The central idea of the fight between good and evil is one of many religious threads permeating the novel. At several points the setting comes to symbolise Eden, although this is often tainted by human presence.
We get the impression that Duror is wavering on the edge of an abyss of
black filth, a horrific
mire which we can only presume is hell.
We wonder whether Duror’s
religion of endurance and his crown of
thorns bitterer than those that bled the brow of Christ are punishments for previous sins.
The doctor describes the complexes of Duror’s mind as twisting
like the snakes of damnation, and there is the sense that Duror’s life is fated to spiral into tragedy.
While Duror fears the idea of hell, Jenkins also explores the concept of the afterlife. Prior to the storm the brothers see a
cascade of light streaming through the trees.
Was it from heaven..? and says that he saw his mother up there, implying that there is an afterlife.

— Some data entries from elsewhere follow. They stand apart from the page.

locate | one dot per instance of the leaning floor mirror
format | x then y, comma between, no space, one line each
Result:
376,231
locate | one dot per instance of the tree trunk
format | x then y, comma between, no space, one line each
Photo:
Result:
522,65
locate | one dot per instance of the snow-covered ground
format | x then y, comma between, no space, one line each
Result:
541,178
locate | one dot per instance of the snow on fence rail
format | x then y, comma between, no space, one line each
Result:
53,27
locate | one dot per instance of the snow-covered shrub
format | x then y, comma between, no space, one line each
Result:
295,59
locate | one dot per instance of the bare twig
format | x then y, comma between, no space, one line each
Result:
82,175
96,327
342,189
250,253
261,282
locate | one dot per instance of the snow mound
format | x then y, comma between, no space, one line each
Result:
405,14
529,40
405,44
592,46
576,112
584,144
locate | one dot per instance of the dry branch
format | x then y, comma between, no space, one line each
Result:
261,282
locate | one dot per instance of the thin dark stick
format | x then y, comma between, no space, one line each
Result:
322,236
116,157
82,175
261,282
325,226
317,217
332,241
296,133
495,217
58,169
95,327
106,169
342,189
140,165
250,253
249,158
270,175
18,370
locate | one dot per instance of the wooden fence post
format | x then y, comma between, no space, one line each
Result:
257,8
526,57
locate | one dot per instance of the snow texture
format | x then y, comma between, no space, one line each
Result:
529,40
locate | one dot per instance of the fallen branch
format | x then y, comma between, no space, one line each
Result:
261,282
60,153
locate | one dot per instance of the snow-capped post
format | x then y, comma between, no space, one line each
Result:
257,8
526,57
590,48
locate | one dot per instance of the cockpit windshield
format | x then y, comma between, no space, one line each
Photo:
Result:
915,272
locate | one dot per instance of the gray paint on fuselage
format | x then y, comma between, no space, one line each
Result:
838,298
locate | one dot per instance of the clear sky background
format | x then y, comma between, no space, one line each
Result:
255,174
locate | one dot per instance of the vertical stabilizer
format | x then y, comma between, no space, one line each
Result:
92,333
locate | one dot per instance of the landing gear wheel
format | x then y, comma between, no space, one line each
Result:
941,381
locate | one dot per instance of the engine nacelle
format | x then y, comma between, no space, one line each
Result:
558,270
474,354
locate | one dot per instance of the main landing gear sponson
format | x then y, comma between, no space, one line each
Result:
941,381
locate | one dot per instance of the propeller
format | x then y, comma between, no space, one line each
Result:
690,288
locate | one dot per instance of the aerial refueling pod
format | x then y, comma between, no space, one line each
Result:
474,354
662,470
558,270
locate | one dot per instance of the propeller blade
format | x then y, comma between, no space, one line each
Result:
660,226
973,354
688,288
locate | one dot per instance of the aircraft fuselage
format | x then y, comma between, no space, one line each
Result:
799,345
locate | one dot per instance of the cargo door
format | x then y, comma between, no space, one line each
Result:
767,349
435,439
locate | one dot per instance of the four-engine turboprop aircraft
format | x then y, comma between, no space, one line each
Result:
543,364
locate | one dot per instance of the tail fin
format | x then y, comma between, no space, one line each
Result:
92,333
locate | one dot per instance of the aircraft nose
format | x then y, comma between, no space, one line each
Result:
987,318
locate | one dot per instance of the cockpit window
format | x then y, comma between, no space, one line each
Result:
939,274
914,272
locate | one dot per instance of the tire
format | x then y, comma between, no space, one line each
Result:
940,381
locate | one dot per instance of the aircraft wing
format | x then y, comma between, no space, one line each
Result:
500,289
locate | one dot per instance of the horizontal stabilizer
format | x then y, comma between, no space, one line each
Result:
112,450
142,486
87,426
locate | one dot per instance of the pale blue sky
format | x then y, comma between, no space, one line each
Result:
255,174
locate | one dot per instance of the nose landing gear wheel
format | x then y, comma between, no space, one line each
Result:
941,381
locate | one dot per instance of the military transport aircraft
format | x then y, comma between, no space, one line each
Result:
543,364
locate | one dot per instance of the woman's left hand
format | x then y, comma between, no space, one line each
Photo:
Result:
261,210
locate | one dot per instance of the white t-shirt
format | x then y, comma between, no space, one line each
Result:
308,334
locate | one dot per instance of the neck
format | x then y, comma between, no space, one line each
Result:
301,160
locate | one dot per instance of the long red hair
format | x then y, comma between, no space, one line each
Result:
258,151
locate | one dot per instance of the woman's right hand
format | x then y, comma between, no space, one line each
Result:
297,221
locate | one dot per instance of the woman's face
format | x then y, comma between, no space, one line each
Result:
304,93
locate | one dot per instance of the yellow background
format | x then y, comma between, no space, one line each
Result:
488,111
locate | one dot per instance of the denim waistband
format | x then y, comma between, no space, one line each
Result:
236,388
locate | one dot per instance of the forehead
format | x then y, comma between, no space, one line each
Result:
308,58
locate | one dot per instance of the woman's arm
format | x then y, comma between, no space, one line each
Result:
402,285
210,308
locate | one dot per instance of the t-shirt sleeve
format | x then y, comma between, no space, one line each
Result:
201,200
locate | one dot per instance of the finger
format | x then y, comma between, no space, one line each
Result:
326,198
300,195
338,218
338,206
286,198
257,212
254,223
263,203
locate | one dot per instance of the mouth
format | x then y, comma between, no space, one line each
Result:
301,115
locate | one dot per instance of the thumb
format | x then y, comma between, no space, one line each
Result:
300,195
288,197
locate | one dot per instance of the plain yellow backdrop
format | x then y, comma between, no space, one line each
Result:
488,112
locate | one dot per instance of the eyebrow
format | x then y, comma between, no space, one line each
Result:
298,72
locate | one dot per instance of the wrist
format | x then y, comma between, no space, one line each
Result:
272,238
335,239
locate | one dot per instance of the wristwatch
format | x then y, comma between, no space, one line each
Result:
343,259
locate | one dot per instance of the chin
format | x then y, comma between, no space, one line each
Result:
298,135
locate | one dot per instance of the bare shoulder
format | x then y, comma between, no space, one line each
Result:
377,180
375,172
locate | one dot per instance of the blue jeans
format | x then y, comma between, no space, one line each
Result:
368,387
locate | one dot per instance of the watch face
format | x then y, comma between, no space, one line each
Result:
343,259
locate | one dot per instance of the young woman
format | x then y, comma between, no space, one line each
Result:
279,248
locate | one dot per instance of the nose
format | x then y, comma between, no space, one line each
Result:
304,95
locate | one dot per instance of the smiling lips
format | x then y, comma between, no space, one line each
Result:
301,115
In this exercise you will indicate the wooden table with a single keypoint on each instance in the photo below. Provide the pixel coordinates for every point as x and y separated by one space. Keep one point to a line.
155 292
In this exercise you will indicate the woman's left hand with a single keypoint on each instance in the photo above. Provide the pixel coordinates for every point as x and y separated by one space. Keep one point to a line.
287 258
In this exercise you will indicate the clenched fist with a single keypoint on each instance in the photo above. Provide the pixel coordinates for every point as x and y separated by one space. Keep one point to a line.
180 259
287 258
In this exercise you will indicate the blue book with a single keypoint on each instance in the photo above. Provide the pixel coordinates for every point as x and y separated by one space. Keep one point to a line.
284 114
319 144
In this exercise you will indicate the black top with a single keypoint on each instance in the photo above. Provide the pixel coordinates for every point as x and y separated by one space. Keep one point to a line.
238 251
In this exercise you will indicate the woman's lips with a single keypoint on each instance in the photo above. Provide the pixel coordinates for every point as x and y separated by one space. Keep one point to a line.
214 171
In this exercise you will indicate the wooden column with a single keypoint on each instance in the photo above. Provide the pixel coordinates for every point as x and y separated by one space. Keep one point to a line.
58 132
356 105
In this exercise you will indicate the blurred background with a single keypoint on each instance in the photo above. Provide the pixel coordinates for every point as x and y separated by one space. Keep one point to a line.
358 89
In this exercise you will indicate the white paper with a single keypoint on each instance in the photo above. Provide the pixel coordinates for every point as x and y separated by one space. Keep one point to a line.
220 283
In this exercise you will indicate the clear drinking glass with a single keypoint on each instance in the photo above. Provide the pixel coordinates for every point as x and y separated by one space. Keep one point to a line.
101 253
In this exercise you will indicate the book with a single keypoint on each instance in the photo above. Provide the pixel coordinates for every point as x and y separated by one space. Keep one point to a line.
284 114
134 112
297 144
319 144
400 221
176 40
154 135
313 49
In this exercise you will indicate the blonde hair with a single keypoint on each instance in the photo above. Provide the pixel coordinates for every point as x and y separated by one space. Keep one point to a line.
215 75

Neil, however, is cynical, and states
There was no such place.
Calum is the opposite of Duror – he is inwardly beautiful and kind. His wish to protect the animals likens him to St Francis of Assisi, and he is sacrificed like a lamb at the end of the novel.
Sadly, his death does not free Neil nor Duror from their burdens, but it perhaps heralds a new beginning in the same way that the end of World War Two brought about a change in attitudes to social class and status.